Melbourne, Australia — MININGREVIEW.COM — 10 February 2010 – The world’s biggest mining company, BHP Billiton, remains "cautious" about the speed and strength of the global economic recovery across the developed world in the short term, despite the positive momentum in developing countries.
Making this statement after releasing the company’s financial statements here, CEO Marius Kloppers pointed out that the longer term outlook was still robust, however, driven by "the continued industrialisation and urbanisation of China and other developing economies.
BHP Billiton reported a 7% decline in first-half earnings before exceptional items, although net income more than doubled, when taking into account once-off accounting charges recorded in the year-earlier period.
The firm earned US$6.1-billion (R45.75 billion) in the six months ended 31December, compared with US$2.6-billion (R19.5 billion) a year ago, however, excluding exceptional items, profit slid to US$5.7 billion (R42.75 billion), from US$6.13-billion (R46 billion) a year earlier, which was still above analyst forecasts, according to Reuters.
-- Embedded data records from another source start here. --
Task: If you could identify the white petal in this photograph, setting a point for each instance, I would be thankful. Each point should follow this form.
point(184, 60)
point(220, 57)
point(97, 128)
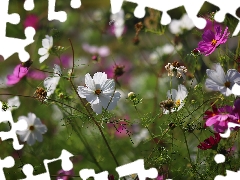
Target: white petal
point(90, 82)
point(43, 58)
point(233, 76)
point(42, 51)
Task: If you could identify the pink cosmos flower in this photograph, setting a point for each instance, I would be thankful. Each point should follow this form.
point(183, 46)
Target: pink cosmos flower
point(20, 71)
point(31, 20)
point(65, 175)
point(210, 143)
point(219, 118)
point(211, 40)
point(160, 177)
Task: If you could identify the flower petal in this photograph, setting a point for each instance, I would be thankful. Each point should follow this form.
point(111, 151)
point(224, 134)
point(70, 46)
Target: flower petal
point(42, 51)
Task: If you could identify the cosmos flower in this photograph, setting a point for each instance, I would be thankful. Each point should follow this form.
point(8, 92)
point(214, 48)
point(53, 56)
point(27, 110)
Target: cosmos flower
point(99, 92)
point(175, 99)
point(47, 44)
point(34, 130)
point(211, 40)
point(210, 143)
point(32, 21)
point(18, 73)
point(219, 118)
point(175, 68)
point(218, 81)
point(65, 175)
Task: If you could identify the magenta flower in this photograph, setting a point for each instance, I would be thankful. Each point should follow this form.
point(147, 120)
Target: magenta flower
point(160, 177)
point(211, 40)
point(18, 73)
point(65, 175)
point(220, 118)
point(210, 143)
point(31, 20)
point(34, 74)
“Although markets improved compared with the previous six months, higher sales volumes for iron-ore, manganese and coal were offset by lower commodity prices in general compared with the same period a year earlier, coupled with a weak US dollar,” Kloppers said.
BHP Billiton believes commodity markets will continue to be largely dependent on Chinese and Indian demand, and it will be "critical" to monitor the pace of monetary tightening and the rate of loan growth for commodity intensive sectors in China in the short term.
BHP increased its interim dividend by 1c a share, to 42c a share, but Kloppers indicated that investors should not be looking for a share buyback in the near term, despite the firm’s strong cash flow and balance sheet.
“Our first objective is always to invest in our business,” he said. “We believe that we have got highly valuable growth options in the portfolio which will ultimately deliver a larger return to shareholders,” Kloppers added.